# Submarines



## Silver Hawk (Dec 2, 2003)

Always be interested in these.









If you ever get to the South Coast, make sure you visit the Submarine Museum at Gosport (nr. Portsmouth). A great day out.









Got to be one of my favorites --- the Soviet "Akula" class ... that aft fin makes it pretty unique.










(used without permission)










(used without permission)

Cheers

Paul


----------



## DavidH (Feb 24, 2003)

A scoot (if that is the right word) in a sub is one thing I would like to try. I think I would be more confident ,or less nervous, in that than flying.

A few years ago a Dutch (I think) navy submarine was parked at the docks behind the industrial estate.I asked the guy for a quick look inside and he said No but after a bit he came round. Just then a few other folk appeared and it was back to NO









Surprising that it was so small in diameter and length, certainly not comparable to an ocean going boat.

A bit off topic but I was surprised to see that the seaman was armed and standing on british soil.

They are battery/electric propelled, Is there no end to your crazy electric notions


----------



## JoT (Aug 12, 2003)

I have always promised myself a visit to the Gosport museum.

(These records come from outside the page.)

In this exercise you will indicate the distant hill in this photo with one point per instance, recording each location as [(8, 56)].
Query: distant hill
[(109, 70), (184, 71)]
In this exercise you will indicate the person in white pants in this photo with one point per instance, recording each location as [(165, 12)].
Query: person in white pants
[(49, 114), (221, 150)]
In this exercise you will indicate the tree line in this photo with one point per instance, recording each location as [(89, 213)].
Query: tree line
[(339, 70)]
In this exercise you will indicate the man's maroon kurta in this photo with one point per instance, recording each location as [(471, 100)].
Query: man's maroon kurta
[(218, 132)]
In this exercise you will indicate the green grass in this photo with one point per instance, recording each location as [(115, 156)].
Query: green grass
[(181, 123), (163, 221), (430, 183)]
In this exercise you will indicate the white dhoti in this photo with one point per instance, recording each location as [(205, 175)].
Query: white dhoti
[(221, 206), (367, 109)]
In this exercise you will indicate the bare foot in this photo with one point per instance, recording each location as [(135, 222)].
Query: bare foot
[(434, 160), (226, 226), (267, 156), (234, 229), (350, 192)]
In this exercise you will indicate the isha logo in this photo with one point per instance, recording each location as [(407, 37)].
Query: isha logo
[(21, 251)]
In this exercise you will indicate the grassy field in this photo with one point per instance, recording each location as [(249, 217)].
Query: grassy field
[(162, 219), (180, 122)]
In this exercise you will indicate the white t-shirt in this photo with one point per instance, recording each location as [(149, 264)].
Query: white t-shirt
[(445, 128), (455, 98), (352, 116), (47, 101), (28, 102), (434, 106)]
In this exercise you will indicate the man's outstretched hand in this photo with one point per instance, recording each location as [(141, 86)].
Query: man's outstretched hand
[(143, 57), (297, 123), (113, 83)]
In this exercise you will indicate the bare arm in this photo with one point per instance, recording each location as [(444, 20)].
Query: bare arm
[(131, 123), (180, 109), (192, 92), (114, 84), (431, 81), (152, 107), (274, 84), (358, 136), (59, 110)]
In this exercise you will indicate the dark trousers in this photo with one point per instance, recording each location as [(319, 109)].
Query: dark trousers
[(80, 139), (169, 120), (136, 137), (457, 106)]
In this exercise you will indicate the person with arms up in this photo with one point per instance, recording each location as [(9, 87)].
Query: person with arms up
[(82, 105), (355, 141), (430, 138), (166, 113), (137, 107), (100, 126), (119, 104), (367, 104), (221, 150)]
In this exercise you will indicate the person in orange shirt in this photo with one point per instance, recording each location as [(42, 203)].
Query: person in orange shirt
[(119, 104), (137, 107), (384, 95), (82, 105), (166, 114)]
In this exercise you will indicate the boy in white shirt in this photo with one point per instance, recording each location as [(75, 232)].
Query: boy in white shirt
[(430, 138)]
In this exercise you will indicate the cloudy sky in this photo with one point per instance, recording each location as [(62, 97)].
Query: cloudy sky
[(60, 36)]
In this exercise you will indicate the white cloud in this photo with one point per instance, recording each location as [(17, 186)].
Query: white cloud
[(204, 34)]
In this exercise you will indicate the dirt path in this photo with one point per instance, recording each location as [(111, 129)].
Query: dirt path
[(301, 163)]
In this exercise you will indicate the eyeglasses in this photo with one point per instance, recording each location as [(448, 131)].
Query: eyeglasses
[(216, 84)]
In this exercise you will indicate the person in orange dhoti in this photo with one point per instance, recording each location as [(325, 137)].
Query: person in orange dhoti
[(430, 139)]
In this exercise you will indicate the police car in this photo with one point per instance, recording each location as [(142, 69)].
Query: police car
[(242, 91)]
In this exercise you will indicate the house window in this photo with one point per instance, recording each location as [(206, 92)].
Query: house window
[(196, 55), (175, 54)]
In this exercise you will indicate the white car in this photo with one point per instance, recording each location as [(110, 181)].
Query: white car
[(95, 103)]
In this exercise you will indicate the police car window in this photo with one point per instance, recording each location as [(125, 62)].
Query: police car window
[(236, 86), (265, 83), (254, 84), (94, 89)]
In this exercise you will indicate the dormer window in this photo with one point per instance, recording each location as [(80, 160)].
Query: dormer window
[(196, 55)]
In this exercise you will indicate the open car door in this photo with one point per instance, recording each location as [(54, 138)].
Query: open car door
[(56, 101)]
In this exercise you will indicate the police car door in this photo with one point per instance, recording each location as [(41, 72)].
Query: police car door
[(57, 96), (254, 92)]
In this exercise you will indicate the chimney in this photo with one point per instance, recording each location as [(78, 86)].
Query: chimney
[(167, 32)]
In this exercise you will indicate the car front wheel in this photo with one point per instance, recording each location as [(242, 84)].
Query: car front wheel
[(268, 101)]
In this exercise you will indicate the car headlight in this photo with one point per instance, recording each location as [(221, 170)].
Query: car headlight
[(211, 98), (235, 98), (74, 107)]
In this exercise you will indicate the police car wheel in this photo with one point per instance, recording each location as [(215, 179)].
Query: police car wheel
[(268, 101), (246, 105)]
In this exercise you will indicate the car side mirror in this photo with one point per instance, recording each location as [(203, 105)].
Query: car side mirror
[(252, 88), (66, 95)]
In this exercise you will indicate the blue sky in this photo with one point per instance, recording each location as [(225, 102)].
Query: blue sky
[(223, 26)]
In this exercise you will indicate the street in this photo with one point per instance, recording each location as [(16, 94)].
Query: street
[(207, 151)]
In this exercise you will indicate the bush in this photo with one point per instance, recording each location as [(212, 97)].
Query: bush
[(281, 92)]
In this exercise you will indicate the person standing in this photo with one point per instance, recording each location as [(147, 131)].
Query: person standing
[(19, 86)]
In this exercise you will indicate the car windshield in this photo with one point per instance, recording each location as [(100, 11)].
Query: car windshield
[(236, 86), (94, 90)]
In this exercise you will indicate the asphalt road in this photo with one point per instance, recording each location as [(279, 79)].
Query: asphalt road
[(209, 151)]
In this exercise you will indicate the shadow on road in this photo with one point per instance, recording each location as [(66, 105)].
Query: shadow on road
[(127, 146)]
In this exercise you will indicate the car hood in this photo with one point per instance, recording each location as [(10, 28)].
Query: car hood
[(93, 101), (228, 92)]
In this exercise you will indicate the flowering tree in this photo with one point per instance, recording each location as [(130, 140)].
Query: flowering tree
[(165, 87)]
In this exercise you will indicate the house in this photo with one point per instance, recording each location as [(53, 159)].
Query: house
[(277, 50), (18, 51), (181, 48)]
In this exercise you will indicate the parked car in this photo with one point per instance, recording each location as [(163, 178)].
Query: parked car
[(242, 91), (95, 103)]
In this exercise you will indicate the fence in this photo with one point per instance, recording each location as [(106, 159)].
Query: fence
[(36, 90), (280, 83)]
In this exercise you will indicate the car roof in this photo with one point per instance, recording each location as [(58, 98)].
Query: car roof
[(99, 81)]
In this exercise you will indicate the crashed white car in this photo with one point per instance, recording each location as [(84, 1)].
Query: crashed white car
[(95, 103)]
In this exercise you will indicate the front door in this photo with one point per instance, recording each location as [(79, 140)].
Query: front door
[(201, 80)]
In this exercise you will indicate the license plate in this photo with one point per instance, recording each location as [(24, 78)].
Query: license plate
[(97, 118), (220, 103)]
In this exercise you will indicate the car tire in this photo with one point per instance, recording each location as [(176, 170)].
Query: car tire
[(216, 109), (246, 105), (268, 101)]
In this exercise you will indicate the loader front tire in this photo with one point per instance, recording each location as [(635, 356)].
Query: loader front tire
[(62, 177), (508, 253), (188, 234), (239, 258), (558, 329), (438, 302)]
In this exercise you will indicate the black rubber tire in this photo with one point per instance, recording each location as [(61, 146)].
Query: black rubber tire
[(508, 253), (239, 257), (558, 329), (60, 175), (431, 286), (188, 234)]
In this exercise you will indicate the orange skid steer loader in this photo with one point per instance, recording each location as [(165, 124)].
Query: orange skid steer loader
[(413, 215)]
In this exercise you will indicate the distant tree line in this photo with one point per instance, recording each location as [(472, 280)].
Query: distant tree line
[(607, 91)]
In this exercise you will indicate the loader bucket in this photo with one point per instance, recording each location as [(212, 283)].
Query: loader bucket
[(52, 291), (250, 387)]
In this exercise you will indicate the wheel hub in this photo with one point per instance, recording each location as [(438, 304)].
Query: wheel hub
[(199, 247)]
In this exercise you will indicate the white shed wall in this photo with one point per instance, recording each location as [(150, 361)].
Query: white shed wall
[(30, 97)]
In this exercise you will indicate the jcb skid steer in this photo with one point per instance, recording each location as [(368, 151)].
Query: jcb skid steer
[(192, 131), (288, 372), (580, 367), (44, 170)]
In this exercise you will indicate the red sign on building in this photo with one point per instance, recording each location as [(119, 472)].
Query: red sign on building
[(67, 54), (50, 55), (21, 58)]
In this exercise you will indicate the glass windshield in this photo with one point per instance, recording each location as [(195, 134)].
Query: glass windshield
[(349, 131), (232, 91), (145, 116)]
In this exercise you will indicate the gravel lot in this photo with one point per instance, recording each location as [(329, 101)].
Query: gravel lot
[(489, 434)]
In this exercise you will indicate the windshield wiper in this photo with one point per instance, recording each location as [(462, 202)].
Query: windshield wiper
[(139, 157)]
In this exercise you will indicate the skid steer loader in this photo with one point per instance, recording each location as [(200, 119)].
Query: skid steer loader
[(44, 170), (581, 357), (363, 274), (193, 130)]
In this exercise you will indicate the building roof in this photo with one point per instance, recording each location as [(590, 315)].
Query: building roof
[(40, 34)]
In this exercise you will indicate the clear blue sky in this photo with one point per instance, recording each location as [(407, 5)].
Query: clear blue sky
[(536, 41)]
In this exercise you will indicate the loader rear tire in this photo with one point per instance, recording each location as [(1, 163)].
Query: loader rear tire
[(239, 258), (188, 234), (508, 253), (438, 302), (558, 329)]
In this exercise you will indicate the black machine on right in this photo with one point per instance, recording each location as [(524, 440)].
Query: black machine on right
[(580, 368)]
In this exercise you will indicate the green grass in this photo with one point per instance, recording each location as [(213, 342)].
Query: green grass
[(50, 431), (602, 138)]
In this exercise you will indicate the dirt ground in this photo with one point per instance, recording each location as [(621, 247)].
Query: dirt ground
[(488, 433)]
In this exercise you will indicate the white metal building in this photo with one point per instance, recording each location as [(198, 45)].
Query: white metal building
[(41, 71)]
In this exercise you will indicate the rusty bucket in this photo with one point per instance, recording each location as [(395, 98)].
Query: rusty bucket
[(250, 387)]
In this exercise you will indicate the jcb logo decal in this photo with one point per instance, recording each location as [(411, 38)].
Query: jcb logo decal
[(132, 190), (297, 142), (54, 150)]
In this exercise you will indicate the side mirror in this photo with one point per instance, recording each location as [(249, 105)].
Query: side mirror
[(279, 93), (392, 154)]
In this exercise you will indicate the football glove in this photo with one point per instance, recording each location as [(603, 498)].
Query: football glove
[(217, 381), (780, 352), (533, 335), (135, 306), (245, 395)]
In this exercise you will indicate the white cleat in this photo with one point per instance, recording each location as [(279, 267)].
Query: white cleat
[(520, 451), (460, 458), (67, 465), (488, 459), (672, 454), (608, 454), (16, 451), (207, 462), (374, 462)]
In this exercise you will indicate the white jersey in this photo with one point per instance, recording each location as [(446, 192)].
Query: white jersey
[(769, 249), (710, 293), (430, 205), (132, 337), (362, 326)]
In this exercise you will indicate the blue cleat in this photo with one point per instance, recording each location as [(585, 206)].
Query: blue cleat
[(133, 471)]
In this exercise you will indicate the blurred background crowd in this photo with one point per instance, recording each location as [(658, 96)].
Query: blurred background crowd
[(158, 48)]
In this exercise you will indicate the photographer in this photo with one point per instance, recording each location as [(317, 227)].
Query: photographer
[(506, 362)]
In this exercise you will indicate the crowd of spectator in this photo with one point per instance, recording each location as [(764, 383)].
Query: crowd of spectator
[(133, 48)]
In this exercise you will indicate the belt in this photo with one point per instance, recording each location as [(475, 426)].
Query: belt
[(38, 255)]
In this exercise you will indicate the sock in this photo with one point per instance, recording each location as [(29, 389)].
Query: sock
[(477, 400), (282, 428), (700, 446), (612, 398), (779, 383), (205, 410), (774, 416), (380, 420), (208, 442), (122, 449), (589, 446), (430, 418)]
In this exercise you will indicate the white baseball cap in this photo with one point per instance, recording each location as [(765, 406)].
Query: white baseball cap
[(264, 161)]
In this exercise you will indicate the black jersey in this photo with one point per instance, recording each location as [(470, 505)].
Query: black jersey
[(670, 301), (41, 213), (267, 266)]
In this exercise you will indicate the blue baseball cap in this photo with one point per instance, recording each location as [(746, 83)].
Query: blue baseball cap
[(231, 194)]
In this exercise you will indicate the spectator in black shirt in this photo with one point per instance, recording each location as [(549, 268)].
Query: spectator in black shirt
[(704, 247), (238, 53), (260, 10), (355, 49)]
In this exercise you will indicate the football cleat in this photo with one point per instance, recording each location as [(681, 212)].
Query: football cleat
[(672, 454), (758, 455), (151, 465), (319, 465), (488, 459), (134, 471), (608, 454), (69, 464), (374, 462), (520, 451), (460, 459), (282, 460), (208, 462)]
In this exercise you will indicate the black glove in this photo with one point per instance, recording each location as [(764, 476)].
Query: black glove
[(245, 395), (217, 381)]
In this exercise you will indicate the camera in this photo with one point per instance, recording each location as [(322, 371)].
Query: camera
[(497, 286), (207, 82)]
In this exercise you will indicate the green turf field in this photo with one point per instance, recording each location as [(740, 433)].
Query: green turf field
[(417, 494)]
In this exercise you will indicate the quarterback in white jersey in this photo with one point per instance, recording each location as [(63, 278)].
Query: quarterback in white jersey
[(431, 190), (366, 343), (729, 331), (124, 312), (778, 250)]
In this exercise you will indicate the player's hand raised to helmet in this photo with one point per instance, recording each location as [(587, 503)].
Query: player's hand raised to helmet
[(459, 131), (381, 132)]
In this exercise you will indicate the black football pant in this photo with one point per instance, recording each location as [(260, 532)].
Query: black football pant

There is also a diesel sub preserved at Chatham Dockyards (and a WW2 Destroyer that I think still holds the RN's fastest ship record) that I did visit, also another good day out.


----------



## Silver Hawk (Dec 2, 2003)

JoT said:


> I have always promised myself a visit to the Gosport museum.


Make sure you go John.









HMS Alliance at Gosport...


----------



## Griff (Feb 23, 2003)

Used to talk many years ago to a man in the pub who served on T-Class submarine HMS Taku

Believe it was a sister ship to:-

Thetis


----------